El Real Valladolid vuelve a mostrar su mediocridad

Derrota en Tenerife por 3-1.

Foto: LFP.

El Real Valladolid vuelve a complicarse la vida. Este sábado, perdió en el Estadio Heliodoro Rodríguez López por 3-1 ante el C.D. Tenerife y tendrá que fijar su vista en lo que pueda hacer la U.D. Almería ante el Real Oviedo en el Estadio de los Juegos de Mediterráneo y el Llagostera en Miranda de Ebro para saber a cuántos puntos estará del descenso cuando acabe la jornada 39ª de la Liga Adelante.

La derrota del Pucela en Tenerife fue justa. El Real Valladolid jugó mal al fútbol y al C.D. Tenerife le bastó con hacerlo regular para ganar, aunque no pudo cerrar su victoria hasta el descuento, cuando el Choco Lozano cazó una contra y puso el 3-1 definitivo.

Al descanso, el Real Valladolid ya se había prácticamente despedido de la posibilidad de puntuar en Santa Cruz de Tenerife, con un 2-0 en contra. Sus constantes pérdidas de balón en su intento de salir jugando desde atrás fue un lastre muy pesado para el Real Valladolid, y el C.D. Tenerife, sin hacer nada del otro mundo, marcó dos tantos que nacieron de la inspiración individual de su joven delantero Nano, que está devolviendo la confianza de su entrenador, Pep Martí, con goles a pares, el primero a la media hora de juego tras un pase en profundidad de Aitor para romper la línea blanquvioleta y el segundo, en el minuto 42, de un disparo imparable desde la frontal del área.

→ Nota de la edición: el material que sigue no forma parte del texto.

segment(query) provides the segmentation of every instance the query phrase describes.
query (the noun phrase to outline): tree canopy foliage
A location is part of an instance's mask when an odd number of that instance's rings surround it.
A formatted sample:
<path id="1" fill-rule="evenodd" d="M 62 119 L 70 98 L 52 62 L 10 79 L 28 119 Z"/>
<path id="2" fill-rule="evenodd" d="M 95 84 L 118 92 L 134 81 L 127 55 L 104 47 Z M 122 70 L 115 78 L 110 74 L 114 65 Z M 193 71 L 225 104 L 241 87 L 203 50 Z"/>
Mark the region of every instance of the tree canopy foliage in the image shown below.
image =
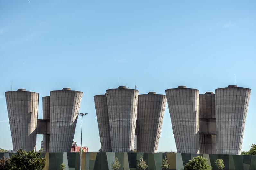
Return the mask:
<path id="1" fill-rule="evenodd" d="M 22 149 L 19 150 L 10 159 L 9 169 L 42 170 L 45 166 L 46 160 L 41 157 L 41 154 L 40 152 L 33 150 L 27 152 Z"/>
<path id="2" fill-rule="evenodd" d="M 223 160 L 222 159 L 218 159 L 215 160 L 215 165 L 218 169 L 223 170 L 225 166 L 223 164 Z"/>
<path id="3" fill-rule="evenodd" d="M 186 170 L 211 170 L 212 167 L 208 163 L 208 160 L 201 156 L 193 157 L 185 165 Z"/>
<path id="4" fill-rule="evenodd" d="M 167 160 L 166 157 L 163 160 L 161 167 L 163 169 L 169 168 L 169 164 L 168 163 L 168 160 Z"/>
<path id="5" fill-rule="evenodd" d="M 256 144 L 252 144 L 250 150 L 247 152 L 241 152 L 241 155 L 256 155 Z"/>
<path id="6" fill-rule="evenodd" d="M 114 170 L 117 170 L 120 168 L 121 165 L 117 157 L 115 158 L 115 160 L 111 164 L 111 167 Z"/>
<path id="7" fill-rule="evenodd" d="M 140 156 L 140 160 L 137 164 L 137 166 L 140 169 L 146 169 L 148 167 L 146 161 L 143 159 L 143 156 Z"/>

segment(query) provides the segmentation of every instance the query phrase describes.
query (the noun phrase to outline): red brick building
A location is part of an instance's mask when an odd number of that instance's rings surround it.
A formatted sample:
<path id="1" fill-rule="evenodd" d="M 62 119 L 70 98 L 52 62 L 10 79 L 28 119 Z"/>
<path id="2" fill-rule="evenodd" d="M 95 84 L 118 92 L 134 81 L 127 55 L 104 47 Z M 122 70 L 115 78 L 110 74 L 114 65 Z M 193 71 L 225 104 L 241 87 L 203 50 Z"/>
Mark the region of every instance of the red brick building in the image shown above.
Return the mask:
<path id="1" fill-rule="evenodd" d="M 86 146 L 82 146 L 82 150 L 84 150 L 84 152 L 88 152 L 88 147 Z M 71 147 L 71 152 L 79 152 L 80 151 L 80 146 L 76 144 L 76 142 L 73 141 L 72 146 Z"/>

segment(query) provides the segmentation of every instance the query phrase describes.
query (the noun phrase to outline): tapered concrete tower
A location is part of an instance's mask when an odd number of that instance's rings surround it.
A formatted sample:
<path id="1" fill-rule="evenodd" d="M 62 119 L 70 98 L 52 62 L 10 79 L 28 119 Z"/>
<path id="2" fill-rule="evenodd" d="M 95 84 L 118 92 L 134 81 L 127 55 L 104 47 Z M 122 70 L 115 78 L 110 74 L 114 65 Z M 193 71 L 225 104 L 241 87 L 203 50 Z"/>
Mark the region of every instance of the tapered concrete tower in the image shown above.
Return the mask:
<path id="1" fill-rule="evenodd" d="M 50 152 L 70 152 L 83 93 L 64 88 L 50 97 Z"/>
<path id="2" fill-rule="evenodd" d="M 157 151 L 166 99 L 165 95 L 149 92 L 139 95 L 137 127 L 137 151 Z"/>
<path id="3" fill-rule="evenodd" d="M 199 95 L 200 153 L 217 153 L 215 95 L 207 92 Z"/>
<path id="4" fill-rule="evenodd" d="M 102 152 L 111 152 L 112 151 L 111 138 L 106 94 L 95 96 L 94 101 L 102 151 Z"/>
<path id="5" fill-rule="evenodd" d="M 178 153 L 199 153 L 199 91 L 179 86 L 165 90 Z"/>
<path id="6" fill-rule="evenodd" d="M 50 119 L 50 96 L 43 98 L 43 119 Z M 43 135 L 43 148 L 44 152 L 50 151 L 50 135 Z"/>
<path id="7" fill-rule="evenodd" d="M 251 91 L 236 85 L 215 90 L 218 154 L 240 154 Z"/>
<path id="8" fill-rule="evenodd" d="M 25 89 L 5 93 L 13 152 L 35 150 L 38 93 Z"/>
<path id="9" fill-rule="evenodd" d="M 133 150 L 138 91 L 121 86 L 106 91 L 112 151 Z"/>

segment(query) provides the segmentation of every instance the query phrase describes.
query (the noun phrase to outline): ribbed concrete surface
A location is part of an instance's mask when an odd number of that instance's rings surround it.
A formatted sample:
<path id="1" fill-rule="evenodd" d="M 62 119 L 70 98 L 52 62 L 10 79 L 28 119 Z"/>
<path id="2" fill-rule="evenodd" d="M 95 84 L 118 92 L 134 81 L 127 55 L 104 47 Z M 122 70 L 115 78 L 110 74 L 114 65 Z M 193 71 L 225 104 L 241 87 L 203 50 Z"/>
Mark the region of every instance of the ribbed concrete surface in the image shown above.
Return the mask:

En el descanso, Alberto López intentó que su equipo ganara en posesión de balón con la entrada de Rennella por André Leao y ordenando a Óscar que retrasara su posición para intentar organizar el fútbol vallisoletano. Pero bastaba una tímida presión del C.D. Tenerife para perder el esférico una y otra vez.

Pero como el C.D. Tenerife se durmió en los laureles y en el fútbol hay golpes de fortuna, el Real Valladolid se encontró con el tanto que le metió en el partido a la hora de juego, cuando en una falta lateral Roger pugnó con un defensa, el balón salió rechazado hacia atrás y Óscar, completamente solo ante Dani Hernández, fusiló al exarquero blanquivioleta, que antes solo había visto peligrar la integridad de su portería en una falta directa que, justo antes del descanso, Mojica estrelló en el larguero.

Con el 2-1, el Pucela, con corazón pero sin acierto, intentó el empate y el C.D. Tenerife esperó a la contra para dar la puntilla. Eso cuando el balón no estaba detenido, porque el partido se trabó con faltas constantes ante la pasividad tarjetera del colegiado.

En el descuento, con una arrancada del hondureño Lozano, uno de los mejores delanteros de la categoría que ahora está a la sombra del talento emergente del joven Nano, el Tenerife sentenció un resultado que devuelve la desazón a orillas del Pisuerga.